Ainsi, l'actualisation de la LPM a résolu certaines tensions, mais pas toutes. D'ailleurs, il n'y a pas que la programmation militaire qui a été actualisée : il y a aussi la doctrine.
Le ministre de la Défense est venu devant la commission nous parler du rapport au Parlement que nous lui avions demandé sur les conditions d'emploi des armées sur le territoire national, et ce rapport a fait l'objet d'une discussion en séance publique le 16 mars. Il s'agit là encore de tirer les conclusions de l'opération Sentinelle, cette fois-ci dans le champ doctrinal. Ce rapport vise, d'une certaine façon, à ce que notre dispositif terrestre de protection du territoire national ne change pas seulement de volume, en passant de 1 000 à 7 000 ou 10 000 hommes, mais à ce qu'il change aussi de modèle.
Je ne reviendrai pas en détail sur tout ce que contient ce rapport ; nous en avons discuté en séance publique. Soulignons simplement que sa grande nouveauté tient à la définition d'une nouvelle « posture » des armées : la « posture de protection terrestre ». Il s'agit d'un cadre doctrinal visant à mieux exploiter les compétences des militaires lorsqu'ils agissent sur le territoire national. Ces savoir-faire, nous les connaissons : capacité à agir de façon planifiée et coordonnée, puissance de feu (au moins à titre dissuasif), capacité de manoeuvre dans tous types d'espaces, y compris difficilement accessibles, etc. Il s'agit, en quelque sorte, de passer d'une logique de « missions intérieures » de type Vigipirate, où les militaires agissaient en supplétifs de la police, à une logique d'« opérations intérieures », où l'on cherche davantage à exploiter les savoir-faire des armées et leur complémentarité avec ceux des forces de sécurité intérieure.

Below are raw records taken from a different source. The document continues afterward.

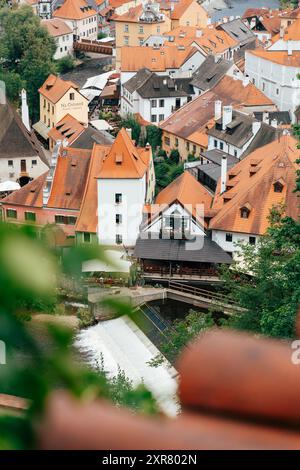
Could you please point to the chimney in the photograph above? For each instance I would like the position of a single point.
(2, 92)
(227, 116)
(218, 109)
(266, 119)
(49, 179)
(281, 32)
(129, 132)
(255, 127)
(223, 174)
(246, 81)
(24, 110)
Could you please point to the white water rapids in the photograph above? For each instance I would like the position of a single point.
(119, 343)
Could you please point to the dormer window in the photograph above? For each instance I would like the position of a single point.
(245, 212)
(278, 187)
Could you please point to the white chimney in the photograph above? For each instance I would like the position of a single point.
(266, 119)
(223, 174)
(129, 132)
(49, 179)
(274, 123)
(218, 109)
(246, 81)
(24, 110)
(255, 127)
(2, 92)
(227, 116)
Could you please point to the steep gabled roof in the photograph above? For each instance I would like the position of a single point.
(267, 165)
(54, 88)
(15, 139)
(134, 58)
(88, 219)
(69, 179)
(29, 195)
(74, 10)
(188, 192)
(123, 160)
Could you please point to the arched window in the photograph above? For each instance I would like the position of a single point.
(278, 187)
(245, 211)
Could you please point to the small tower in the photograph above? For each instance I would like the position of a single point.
(24, 110)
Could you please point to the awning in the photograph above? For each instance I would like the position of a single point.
(9, 186)
(118, 264)
(41, 128)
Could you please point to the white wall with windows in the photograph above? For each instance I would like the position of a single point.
(120, 210)
(278, 82)
(228, 240)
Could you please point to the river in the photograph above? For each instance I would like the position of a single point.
(238, 7)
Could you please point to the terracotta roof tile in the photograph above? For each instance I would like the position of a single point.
(188, 192)
(157, 60)
(29, 195)
(74, 10)
(57, 27)
(67, 128)
(274, 162)
(88, 219)
(278, 57)
(69, 179)
(54, 88)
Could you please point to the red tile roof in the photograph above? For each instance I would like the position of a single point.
(267, 165)
(123, 160)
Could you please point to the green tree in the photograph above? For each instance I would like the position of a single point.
(65, 64)
(174, 156)
(129, 122)
(268, 288)
(180, 333)
(27, 50)
(154, 134)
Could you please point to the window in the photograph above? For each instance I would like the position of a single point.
(66, 220)
(278, 187)
(71, 220)
(30, 216)
(118, 198)
(87, 237)
(11, 213)
(59, 219)
(245, 212)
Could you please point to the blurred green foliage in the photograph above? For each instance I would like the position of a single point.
(29, 270)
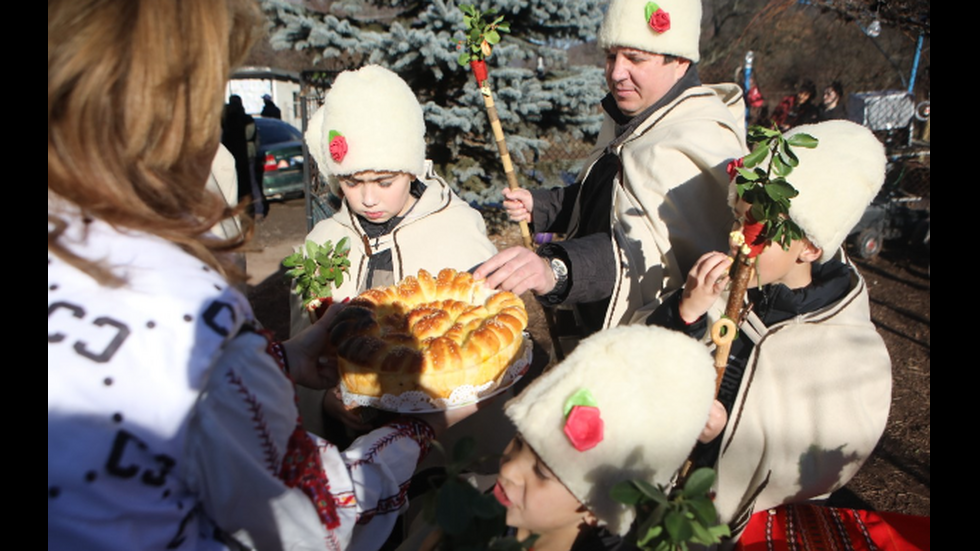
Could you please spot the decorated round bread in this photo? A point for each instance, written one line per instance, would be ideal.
(429, 334)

Cela suppose divers arrangements doctrinaux ; le rapport pourvoit à certains, et un travail est encore nécessaire pour donner du contenu à cette posture de protection terrestre. Cela aurait pu supposer aussi des arrangements juridiques, concernant l'emploi de la force ou les prérogatives des militaires. En la matière, le rapport propose de s'en tenir aux ajustements opérés il y a quelques mois par la réforme de la procédure pénale, et nous pensons que c'est globalement une position avisée. D'ores et déjà, le droit de l'emploi de la force a été adapté au mode opératoire des terroristes que ne prenait pas en compte notre droit : les « cavales meurtrières ». Ainsi, les policiers, les gendarmes et les militaires des armées pourront employer la force non seulement en position de légitime défense ‒ d'eux-mêmes ou d'autrui ‒, mais aussi lorsqu'un terroriste est en train de faire mouvement d'un lieu de meurtre à un autre ; pensons par exemple au circuit des terroristes du 13 novembre dans l'est de Paris.